Université de Bretagne Occidentale, Service des maladies infectieuses et tropicales, Centre Hospitalier Régional Universitaire La Cavale Blanche, Brest, France.
Sorbonne Université, Institut Pierre Louis d'Épidémiologie et de Santé Publique, Inserm, Paris, France.
Clin Infect Dis. 2023 Feb 8;76(3):e884-e893. doi: 10.1093/cid/ciac641.
The impact of chemoprophylaxis targeting Plasmodium falciparum on Plasmodium vivax and Plasmodium ovale, which may remain quiescent as hypnozoites in the liver, is debated.
We conducted a nested case-control analysis of the outcomes of P. vivax and P. ovale infections in imported malaria cases in France among civilian travelers from 1 January 2006, to 31 December 2017. Using adjusted logistic regression, we assessed the effect of chemoprophylaxis on the incubation period, time from symptoms to diagnosis, management, blood results, symptoms, and hospitalization duration. We analyzed the effect of blood-stage drugs (doxycycline, mefloquine, chloroquine, chloroquine-proguanil) or atovaquone-proguanil on the incubation period. We used a counterfactual approach to ascertain the causal effect of chemoprophylaxis on postinfection characteristics.
Among 247 P. vivax- and 615 P. ovale-infected travelers, 30% and 47%, respectively, used chemoprophylaxis, and 7 (3%) and 8 (1%) were severe cases. Chemoprophylaxis users had a greater risk of presenting symptoms >2 months after returning for both species (P. vivax odds ratio [OR], 2.91 [95% confidence interval {CI}, 1.22-6.95], P = .02; P. ovale OR, 2.28 [95% CI, 1.47-3.53], P < .001). Using drugs only acting on the blood stage was associated with delayed symptom onset after 60 days, while using atovaquone-proguanil was not.

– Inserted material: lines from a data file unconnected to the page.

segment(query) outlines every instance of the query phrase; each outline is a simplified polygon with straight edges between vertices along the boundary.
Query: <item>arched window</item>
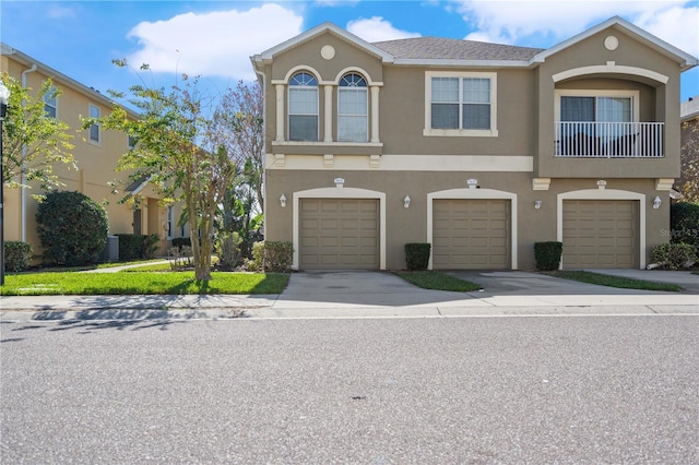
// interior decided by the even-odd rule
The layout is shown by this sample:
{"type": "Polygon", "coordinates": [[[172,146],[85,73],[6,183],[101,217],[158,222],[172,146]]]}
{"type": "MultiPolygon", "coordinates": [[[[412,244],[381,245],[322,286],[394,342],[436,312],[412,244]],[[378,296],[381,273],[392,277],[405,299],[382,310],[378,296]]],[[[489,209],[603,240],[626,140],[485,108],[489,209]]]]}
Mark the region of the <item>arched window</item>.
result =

Civilian travelers infected with P. vivax or P. ovale reporting chemoprophylaxis use, especially of blood-stage agents, had a greater risk of delayed onset of illness. The impact of chemoprophylaxis on the outcomes of infection with relapse-causing species calls for new chemoprophylaxis acting against erythrocytic and liver stages.
针对恶性疟原虫的化学预防措施对间日疟原虫和卵形疟原虫的影响存在争议,间日疟原虫和卵形疟原虫可能以休眠状态(即肝期疟原虫)潜伏在肝脏中。
我们对 2006 年 1 月 1 日至 2017 年 12 月 31 日期间法国平民旅行者感染输入性疟疾中,间日疟原虫和卵形疟原虫感染的结局进行了嵌套病例对照分析。我们使用调整后的逻辑回归分析,评估了化学预防对潜伏期、从症状出现到诊断的时间、治疗、血液检查结果、症状和住院时间的影响。我们分析了血期药物(强力霉素、甲氟喹、氯喹、氯喹-伯氨喹)或阿托伐醌-伯氨喹对潜伏期的影响。我们采用反事实方法确定化学预防对感染后特征的因果影响。
在 247 例间日疟原虫感染旅行者和 615 例卵形疟原虫感染旅行者中,分别有 30%和 47%的旅行者使用了化学预防措施,分别有 7 例(3%)和 8 例(1%)为严重病例。对于两种疟原虫,使用化学预防措施的旅行者出现症状的时间均大于 2 个月的风险更高(间日疟原虫比值比 [OR],2.91[95%置信区间{CI},1.22-6.95],P=.02;卵形疟原虫 OR,2.28[95% CI,1.47-3.53],P<.001)。仅使用作用于血期的药物与 60 天后症状出现延迟有关,而使用阿托伐醌-伯氨喹则无关。
报告使用化学预防措施的间日疟原虫或卵形疟原虫感染的平民旅行者出现疾病发作延迟的风险更高,特别是使用血期药物的旅行者。化学预防措施对引起复发的感染结局的影响需要新的针对红细胞和肝期的化学预防措施。